When an adult in Texas becomes incapacitated and does not have an incapacity plan in place, it’s up to a Texas court to step in and name a guardian to manage that person’s affairs. The guardian’s duties will be determined by the court. These can include everything from managing the incapacitated adult’s finances, as well as making day-to-day decisions. For example, the guardian will choose where the person will live, who he or she interacts with, and what medical treatments that person will receive.
An incapacitated adult, known as a ward, can also regain his or her abilities. Here’s what you need to know about guardianship in Dallas Texas.
Adults who become incapacitated can no longer make their own decisions or manage their own affairs. To determine if an adult is incapacitated, a Texas court will hold a hearing. If there is enough evidence to show that the adult is no longer capable, the court will then determine the adults is incapacitated and will appoint one or more guardians.
In some situations it’s possible for a ward to recover at least some of his or her abilities. For example, an adult who suffer serious injuries as the result of an automobile accident can often be left comatose or unable to communicate. Once a court appoints a guardian, the guardian will have the ability to make decisions on behalf of the ward.
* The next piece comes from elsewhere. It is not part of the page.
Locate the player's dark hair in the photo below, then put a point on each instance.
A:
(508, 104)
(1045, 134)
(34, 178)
But a lot of people recover from their injuries. Even if the incapacitated adult never regains all of his or her abilities, regaining some abilities can lead to a court modifying the guardianship. In a modification the court will determine what abilities the incapacitated person has regained. It might allow, for example, the incapacitated person to control a portion of his or her own finances, while still allowing the guardian to manage the rest.
Restoration and Termination
When a ward regains capacity the court can also order his or her decision-making rights restored, and the rights of the guardian to make decisions on the ward’s behalf terminated.
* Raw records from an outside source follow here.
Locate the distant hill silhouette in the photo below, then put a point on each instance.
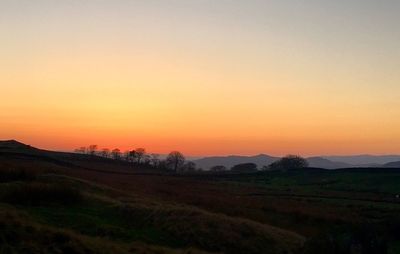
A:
(327, 162)
(232, 160)
(394, 164)
(263, 160)
(319, 162)
(365, 160)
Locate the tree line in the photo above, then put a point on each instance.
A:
(174, 161)
(289, 162)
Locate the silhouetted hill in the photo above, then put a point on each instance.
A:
(394, 164)
(13, 145)
(264, 160)
(319, 162)
(232, 160)
(365, 160)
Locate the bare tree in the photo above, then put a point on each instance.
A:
(92, 149)
(175, 160)
(105, 152)
(116, 154)
(81, 150)
(140, 153)
(190, 166)
(155, 160)
(218, 168)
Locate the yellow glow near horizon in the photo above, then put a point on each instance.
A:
(165, 80)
To order a restoration, the court has to be convinced by a preponderance of the evidence that the ward is now capable of making his or her decisions. This means that the evidence must show that it is more likely than not that the formerly incapacitated person is not capable of making decisions.
It’s also possible for a court order a termination of the guardianship. Terminations can result from a restoration of the ward’s rights, but also from other conditions, such as the ward’s death.
Of course, the actual procedures involved in petitioning for guardianship, asking the guardianship to be modified or terminated, and other related issues can be a little complicated. Always talk to your estate planning lawyer if you want to know more about guardianships in taxes.